Motor yang dikendarai Eren melambat di depan pagar sebuah rumah. Mikasa di belakangnya menuruni motor dan melepas helm-nya.
"Makasih, Eren. "
Eren mengangguk.
"Ya udah, aku masuk dulu, ya. "
Eren mengangguk lagi. "Eh, tunggu! "
Mikasa yang sudah berbalik dan berjalan selangkah langsung terhenti. Tubuhnya balik kanan lalu menatap Eren lurus-lurus. Pandangannya mengisyaratkan tanda tanya.
"Aku... Aku mau minta maaf soal yang di kelas tadi, " ucap Eren lirih. "Aku bener-bener minta maaf karena udah bentak kamu, Mikasa. Sumpah, aku ngelakuin itu diluar kesadaran aku! Aku lagi kesel saat itu, lagi jengkel. Dan... imbasnya malah kena ke kamu. " Eren menundukkan kepala, menatap speedometer motornya —dia berada di atas motor. "Sekali lagi, aku minta maaf, Mikasa. "
Mikasa di tempatnya hanya terdiam. Tidak ada ekspresi di wajah cantik oriental itu, sepenuhnya datar. Tapi kalau diperhatikan lebih jeli lagi, ada raut sedih yang samar terlihat disana.
Setelah insiden bentakan Eren pada Mikasa saat di sekolah tadi, keduanya memang tidak saling berbicara satu sama lain sampai bel pulang berbunyi. Mikasa bahkan hampir melarikan diri jikalau Eren tidak mencegahnya dengan menangkap pergelangan tangannya. Eren bilang, kalau mereka berangkat bersama, pulangnya pun juga harus bersama. Eren tahu kalau Mikasa masih marah padanya, tetapi amanah harus tetap dijalankan. Dan karena Mikasa mengerti akan hal itu, akhirnya ia mengikuti Eren menuju parkiran dan pulang bersama. Di sepanjang perjalanan, tidak ada satu pun dari mereka yang berbicara.

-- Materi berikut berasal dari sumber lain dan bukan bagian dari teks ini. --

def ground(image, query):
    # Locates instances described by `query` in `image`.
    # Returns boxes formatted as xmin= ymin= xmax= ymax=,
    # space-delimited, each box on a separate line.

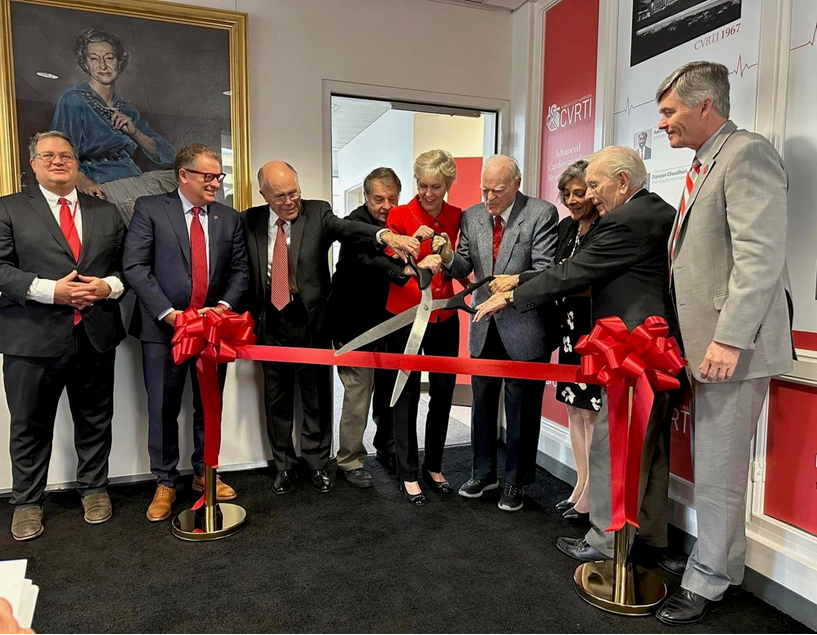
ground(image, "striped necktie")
xmin=670 ymin=157 xmax=702 ymax=262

Mikasa sebenarnya tidak marah, ia malah merasa bersalah. Mikasa berpikir kalau tingkahnya selama ini memang berlebihan terhadap Eren. Dia seakan mengekang Eren dengan lingkungan sekitarnya dengan dalih supaya tidak terancam bahaya. Mikasa melupakan fakta kalau Eren adalah seorang laki-laki yang bisa menjaga dirinya sendiri. Dia merenungi semua itu selama berdiam di toilet sekolah.
Jadi, Mikasa mulai menampakkan senyum lembutnya lalu menjawab perkataan Eren dengan nada menenangkan. "Iya, aku maafin. Tapi aku juga minta maaf atas semua sikapku yang selama ini... mungkin terasa ngeganggu kamu. Maaf karena aku bikin kamu nggak nyaman atas semua perhatian aku ke kamu. Aku cuma— "
"Nggak, Mikasa. Nggak. Kamu nggak salah apa-apa. " Eren cepat-cepat menyela. "Aku menghargai semua perhatian yang kamu berikan untukku. Akunya aja yang nggak tahu terima kasih dan nggak pernah menyadari itu semua. " Tangan Eren terulur ke depan. "Kamu teman paling terbaik yang aku punya, Mikasa. "
Mikasa tidak bisa tidak tertegun menatap tangannya yang digenggam Eren lembut. Apalagi tatapan matanya yang jerni itu... Mikasa merasa tenggelam di dalamnya. Namun begitu mendengar satu kata sakral yang menjadi hambatannya selama ini, Mikasa sadar kalau apa yang diinginkannya hanya sebuah ilusi.
Teman....
Mikasa tersenyum getir. Ia pamit kembali pada Eren untuk memasuki rumahnya. Eren mengangguk sekilas lalu mengarahkan motornya menuju halaman rumahnya —rumah mereka berhadapan. Eren menyempatkan diri untuk melambai sekilas pada Mikasa yang hendak menutup pagar, lalu berjalan memasuki rumahnya.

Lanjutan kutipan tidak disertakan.